Their desires for unity and homogeneity, and for mutual respect, are a contradiction and an impossibility. Aside from a shared citizenship, which implies acceptance of the Constitution, the rule of law and equality under the law, little else defines Americans. We are additionally defined by our race, religion, national origin, etc. So mutual respect requires individuals to respect others different from themselves. Disrespect desires blacks, Jews or Palestinians to assimilate or to suppress or conceal racial, religious or national origin aspects of their identity. The only people who want erasure of nonwhite, non-Christian, non-American origin aspects of identity are bigots. Ms. LaFont and Ms. Stroud want standards which, by stressing similarities and eliding differences, desire the erasure of such aspects. What they want will result in a social studies curriculum that enables white, Christian, native-born children to grow up to be bigots and all others to be their victims. This would be the academic equivalent of ethnic cleansing.

H.E.L.P.

This postmortem of a case involving a 75-year-old women who went missing from her home in Hillsboro last September sheds light on the bounds of law enforcement’s capacity to respond, especially in large rural jurisdictions such as Sierra County, and underscores the critical role the public, as well as concerned family and friends, can play in assisting a missing person’s search.

Reader Jane Debrott of Hillsboro commented: Thank you for your article on the tragic loss of Betsey. I am a resident of Hillsboro, a friend of Rick and Betsey, and a member of H.E.L.P. The thing that most distresses me now, is the emphasis on Rick’s mis-naming of the color of their car. I fear that this fact will cause Rick to feel that if he had only gotten the facts right, Betsey may have been rescued before it was too late. The incident was a series of unavoidable events, out of everyone’s control, and we will never know what place the correct color of her car may have had in the outcome. It breaks my heart to think that Rick has had one more thing added to his “what ifs” concerning this incident.

Diana Tittle responded: Dear Jane, the Sun undertook this investigation at the request of a Hillsboro resident concerned about the town’s inability to mount a prompt, coordinated response to the disappearance of a neighbor. From the beginning, I shared your concern about how our findings might affect Betsy’s family and friends. After I completed my research and began writing, I weighed each detail I eventually chose to include against my desire to cause no pain and the public’s right to know about the strengths and limitations of law enforcement’s response and the public’s need to know about how to be of meaningful assistance.

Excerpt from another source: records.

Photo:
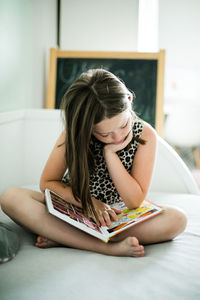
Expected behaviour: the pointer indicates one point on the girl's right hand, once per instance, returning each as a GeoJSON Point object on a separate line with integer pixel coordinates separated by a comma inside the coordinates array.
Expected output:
{"type": "Point", "coordinates": [105, 213]}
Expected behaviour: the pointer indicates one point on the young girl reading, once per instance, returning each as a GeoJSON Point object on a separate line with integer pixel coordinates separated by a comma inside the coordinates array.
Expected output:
{"type": "Point", "coordinates": [104, 155]}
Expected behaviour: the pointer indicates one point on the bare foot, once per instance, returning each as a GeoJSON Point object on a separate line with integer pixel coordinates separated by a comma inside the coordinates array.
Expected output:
{"type": "Point", "coordinates": [43, 242]}
{"type": "Point", "coordinates": [128, 247]}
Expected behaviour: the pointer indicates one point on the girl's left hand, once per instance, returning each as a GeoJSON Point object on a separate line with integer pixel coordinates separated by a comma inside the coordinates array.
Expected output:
{"type": "Point", "coordinates": [118, 147]}
{"type": "Point", "coordinates": [105, 213]}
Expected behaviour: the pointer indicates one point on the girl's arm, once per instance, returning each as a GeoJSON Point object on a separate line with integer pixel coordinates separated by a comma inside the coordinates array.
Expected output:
{"type": "Point", "coordinates": [54, 170]}
{"type": "Point", "coordinates": [133, 187]}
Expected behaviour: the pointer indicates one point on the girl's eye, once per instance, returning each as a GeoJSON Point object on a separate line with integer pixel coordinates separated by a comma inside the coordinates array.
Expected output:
{"type": "Point", "coordinates": [125, 125]}
{"type": "Point", "coordinates": [104, 135]}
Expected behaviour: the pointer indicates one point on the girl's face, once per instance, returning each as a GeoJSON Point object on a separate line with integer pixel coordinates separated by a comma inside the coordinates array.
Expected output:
{"type": "Point", "coordinates": [114, 130]}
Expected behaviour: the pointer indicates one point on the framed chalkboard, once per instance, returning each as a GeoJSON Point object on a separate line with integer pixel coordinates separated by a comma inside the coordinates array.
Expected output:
{"type": "Point", "coordinates": [143, 73]}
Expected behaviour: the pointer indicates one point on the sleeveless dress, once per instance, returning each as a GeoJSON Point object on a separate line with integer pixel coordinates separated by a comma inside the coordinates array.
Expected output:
{"type": "Point", "coordinates": [101, 185]}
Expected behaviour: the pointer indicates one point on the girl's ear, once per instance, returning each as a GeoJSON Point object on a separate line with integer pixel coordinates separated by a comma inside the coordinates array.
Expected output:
{"type": "Point", "coordinates": [130, 98]}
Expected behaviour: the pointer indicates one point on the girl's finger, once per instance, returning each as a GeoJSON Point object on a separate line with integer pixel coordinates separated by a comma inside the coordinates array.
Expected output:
{"type": "Point", "coordinates": [107, 217]}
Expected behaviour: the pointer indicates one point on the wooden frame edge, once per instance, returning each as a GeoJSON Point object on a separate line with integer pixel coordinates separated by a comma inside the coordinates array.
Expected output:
{"type": "Point", "coordinates": [159, 56]}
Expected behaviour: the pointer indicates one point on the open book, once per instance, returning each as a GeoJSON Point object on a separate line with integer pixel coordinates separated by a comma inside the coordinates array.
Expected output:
{"type": "Point", "coordinates": [74, 216]}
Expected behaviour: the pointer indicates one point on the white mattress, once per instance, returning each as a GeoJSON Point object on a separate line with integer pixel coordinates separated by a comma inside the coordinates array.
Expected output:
{"type": "Point", "coordinates": [168, 270]}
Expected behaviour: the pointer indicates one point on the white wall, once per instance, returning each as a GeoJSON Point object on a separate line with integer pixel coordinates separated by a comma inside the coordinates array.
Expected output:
{"type": "Point", "coordinates": [101, 25]}
{"type": "Point", "coordinates": [179, 34]}
{"type": "Point", "coordinates": [27, 31]}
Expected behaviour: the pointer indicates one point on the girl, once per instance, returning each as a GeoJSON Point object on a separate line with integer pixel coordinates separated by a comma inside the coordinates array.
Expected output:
{"type": "Point", "coordinates": [108, 153]}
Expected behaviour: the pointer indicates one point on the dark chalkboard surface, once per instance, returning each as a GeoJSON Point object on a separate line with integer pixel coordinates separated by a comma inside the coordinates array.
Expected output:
{"type": "Point", "coordinates": [139, 71]}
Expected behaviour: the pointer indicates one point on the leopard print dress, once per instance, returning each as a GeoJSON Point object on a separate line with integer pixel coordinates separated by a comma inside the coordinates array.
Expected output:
{"type": "Point", "coordinates": [101, 185]}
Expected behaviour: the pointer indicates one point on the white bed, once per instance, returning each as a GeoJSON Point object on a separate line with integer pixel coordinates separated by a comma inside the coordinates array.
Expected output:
{"type": "Point", "coordinates": [167, 271]}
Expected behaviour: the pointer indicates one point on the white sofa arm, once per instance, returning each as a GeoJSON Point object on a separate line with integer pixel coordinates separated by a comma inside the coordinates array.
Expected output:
{"type": "Point", "coordinates": [28, 136]}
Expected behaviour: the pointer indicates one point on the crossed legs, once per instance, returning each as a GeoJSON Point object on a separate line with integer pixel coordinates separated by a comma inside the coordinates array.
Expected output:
{"type": "Point", "coordinates": [27, 208]}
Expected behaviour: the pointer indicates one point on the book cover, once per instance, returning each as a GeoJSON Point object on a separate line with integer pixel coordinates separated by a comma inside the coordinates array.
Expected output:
{"type": "Point", "coordinates": [74, 216]}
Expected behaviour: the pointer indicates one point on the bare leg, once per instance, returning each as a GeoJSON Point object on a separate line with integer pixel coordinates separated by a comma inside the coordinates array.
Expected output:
{"type": "Point", "coordinates": [28, 209]}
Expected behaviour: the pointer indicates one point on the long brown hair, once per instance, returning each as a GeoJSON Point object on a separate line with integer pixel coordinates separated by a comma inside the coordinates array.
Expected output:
{"type": "Point", "coordinates": [94, 96]}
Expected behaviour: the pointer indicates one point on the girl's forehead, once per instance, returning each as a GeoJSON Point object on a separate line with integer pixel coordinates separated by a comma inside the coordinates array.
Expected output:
{"type": "Point", "coordinates": [111, 124]}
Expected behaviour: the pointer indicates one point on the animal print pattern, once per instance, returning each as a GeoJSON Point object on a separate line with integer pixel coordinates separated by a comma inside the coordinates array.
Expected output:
{"type": "Point", "coordinates": [101, 185]}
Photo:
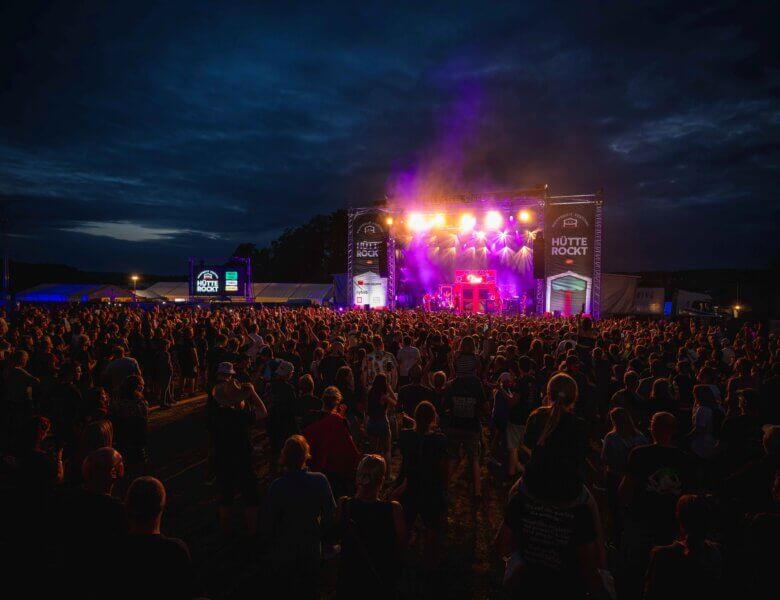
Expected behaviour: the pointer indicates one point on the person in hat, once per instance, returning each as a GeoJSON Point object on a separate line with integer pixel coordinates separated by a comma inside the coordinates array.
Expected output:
{"type": "Point", "coordinates": [232, 418]}
{"type": "Point", "coordinates": [281, 409]}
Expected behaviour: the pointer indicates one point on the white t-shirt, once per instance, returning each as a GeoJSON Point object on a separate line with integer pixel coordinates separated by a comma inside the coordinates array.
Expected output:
{"type": "Point", "coordinates": [408, 356]}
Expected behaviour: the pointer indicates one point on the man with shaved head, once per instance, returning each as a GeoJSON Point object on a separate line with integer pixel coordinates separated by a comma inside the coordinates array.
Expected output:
{"type": "Point", "coordinates": [91, 521]}
{"type": "Point", "coordinates": [160, 566]}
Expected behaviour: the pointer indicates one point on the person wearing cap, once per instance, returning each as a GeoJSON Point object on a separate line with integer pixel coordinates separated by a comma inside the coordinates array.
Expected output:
{"type": "Point", "coordinates": [331, 363]}
{"type": "Point", "coordinates": [751, 486]}
{"type": "Point", "coordinates": [232, 418]}
{"type": "Point", "coordinates": [656, 476]}
{"type": "Point", "coordinates": [281, 407]}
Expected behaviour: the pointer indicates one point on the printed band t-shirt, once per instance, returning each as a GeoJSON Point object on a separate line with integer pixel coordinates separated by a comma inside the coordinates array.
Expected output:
{"type": "Point", "coordinates": [548, 537]}
{"type": "Point", "coordinates": [662, 475]}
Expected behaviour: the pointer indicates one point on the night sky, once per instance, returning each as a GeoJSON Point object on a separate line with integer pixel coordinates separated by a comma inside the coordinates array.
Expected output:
{"type": "Point", "coordinates": [135, 134]}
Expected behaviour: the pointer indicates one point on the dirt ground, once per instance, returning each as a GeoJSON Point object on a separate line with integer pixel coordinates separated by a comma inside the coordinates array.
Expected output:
{"type": "Point", "coordinates": [234, 567]}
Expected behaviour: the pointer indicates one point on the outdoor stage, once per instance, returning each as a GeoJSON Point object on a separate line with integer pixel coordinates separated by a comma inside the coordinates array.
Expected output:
{"type": "Point", "coordinates": [522, 252]}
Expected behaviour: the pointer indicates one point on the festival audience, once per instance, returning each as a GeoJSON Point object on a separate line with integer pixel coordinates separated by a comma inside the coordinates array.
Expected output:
{"type": "Point", "coordinates": [572, 404]}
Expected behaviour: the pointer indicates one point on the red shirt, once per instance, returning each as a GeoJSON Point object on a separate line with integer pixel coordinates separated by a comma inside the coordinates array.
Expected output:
{"type": "Point", "coordinates": [332, 447]}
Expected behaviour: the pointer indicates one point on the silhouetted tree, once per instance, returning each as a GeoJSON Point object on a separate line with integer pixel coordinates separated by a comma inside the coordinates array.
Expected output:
{"type": "Point", "coordinates": [312, 252]}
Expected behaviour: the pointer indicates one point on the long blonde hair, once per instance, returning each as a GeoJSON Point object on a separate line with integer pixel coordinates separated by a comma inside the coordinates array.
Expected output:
{"type": "Point", "coordinates": [561, 394]}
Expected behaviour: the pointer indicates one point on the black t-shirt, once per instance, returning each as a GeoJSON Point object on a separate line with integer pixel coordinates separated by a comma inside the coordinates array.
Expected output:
{"type": "Point", "coordinates": [155, 566]}
{"type": "Point", "coordinates": [421, 467]}
{"type": "Point", "coordinates": [409, 396]}
{"type": "Point", "coordinates": [548, 536]}
{"type": "Point", "coordinates": [88, 524]}
{"type": "Point", "coordinates": [305, 403]}
{"type": "Point", "coordinates": [554, 471]}
{"type": "Point", "coordinates": [741, 439]}
{"type": "Point", "coordinates": [526, 398]}
{"type": "Point", "coordinates": [328, 368]}
{"type": "Point", "coordinates": [463, 401]}
{"type": "Point", "coordinates": [675, 574]}
{"type": "Point", "coordinates": [661, 476]}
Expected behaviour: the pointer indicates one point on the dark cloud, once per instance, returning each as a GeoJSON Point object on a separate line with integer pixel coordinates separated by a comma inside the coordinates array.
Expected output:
{"type": "Point", "coordinates": [193, 126]}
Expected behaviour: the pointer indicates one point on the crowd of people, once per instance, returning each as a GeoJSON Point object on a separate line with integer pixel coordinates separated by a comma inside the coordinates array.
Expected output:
{"type": "Point", "coordinates": [638, 458]}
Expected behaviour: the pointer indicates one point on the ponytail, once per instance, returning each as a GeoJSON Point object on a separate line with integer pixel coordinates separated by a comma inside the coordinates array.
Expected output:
{"type": "Point", "coordinates": [561, 394]}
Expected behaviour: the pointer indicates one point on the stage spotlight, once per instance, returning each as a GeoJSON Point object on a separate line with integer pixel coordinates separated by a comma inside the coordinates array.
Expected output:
{"type": "Point", "coordinates": [493, 220]}
{"type": "Point", "coordinates": [416, 222]}
{"type": "Point", "coordinates": [467, 223]}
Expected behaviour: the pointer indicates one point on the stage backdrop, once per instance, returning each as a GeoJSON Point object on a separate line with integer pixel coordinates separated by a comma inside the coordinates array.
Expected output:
{"type": "Point", "coordinates": [369, 259]}
{"type": "Point", "coordinates": [218, 280]}
{"type": "Point", "coordinates": [570, 235]}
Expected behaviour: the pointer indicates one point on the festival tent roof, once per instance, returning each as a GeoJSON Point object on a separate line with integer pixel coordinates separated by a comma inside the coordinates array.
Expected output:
{"type": "Point", "coordinates": [72, 292]}
{"type": "Point", "coordinates": [294, 293]}
{"type": "Point", "coordinates": [618, 294]}
{"type": "Point", "coordinates": [267, 293]}
{"type": "Point", "coordinates": [166, 290]}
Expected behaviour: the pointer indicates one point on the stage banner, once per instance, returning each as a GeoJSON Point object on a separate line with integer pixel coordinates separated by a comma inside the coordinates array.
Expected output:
{"type": "Point", "coordinates": [570, 233]}
{"type": "Point", "coordinates": [369, 259]}
{"type": "Point", "coordinates": [218, 280]}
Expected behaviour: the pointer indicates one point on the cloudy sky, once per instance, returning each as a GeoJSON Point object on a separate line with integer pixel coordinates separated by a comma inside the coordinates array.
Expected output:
{"type": "Point", "coordinates": [135, 134]}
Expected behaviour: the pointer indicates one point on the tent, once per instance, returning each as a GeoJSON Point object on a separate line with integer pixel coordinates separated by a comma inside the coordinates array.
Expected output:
{"type": "Point", "coordinates": [617, 294]}
{"type": "Point", "coordinates": [171, 291]}
{"type": "Point", "coordinates": [292, 293]}
{"type": "Point", "coordinates": [74, 292]}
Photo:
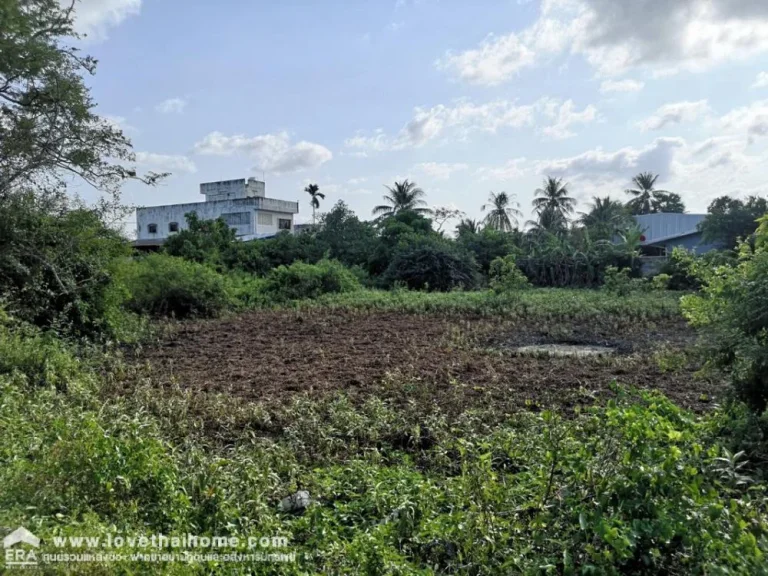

There was information I withheld about the state police investigation and the recovery. But I decided to include the issue of the car’s color because the individuals who spotted Betsy’s car emphasized how its color had been key to their identification of it as the vehicle described in Betsy’s Silver Alert. Because the misinformation was corrected within a couple of hours, I also included in this story the following editorial comment meant to put the error in perspective: “The fact that law enforcement throughout the state was on the lookout in the crucial early hours after Betsy’s disappearance for an elderly woman driving a “light blue” instead of a “silver” Accord would, in retrospect, likely not have changed the outcome of the search” [emphasis added].

I would also point to the story’s overarching conclusion about the inadvisability of assigning blame for what happened: “In this case, a perfect storm of unfortunate circumstances, many of them beyond human control, hindered the search that it would fall to Hamilton’s department to lead.”

It is my hope that any pain caused by my reporting will eventually be outweighed by its contribution to a better community understanding of what it will take in the future to mount a successful missing person’s search in rural Sierra County.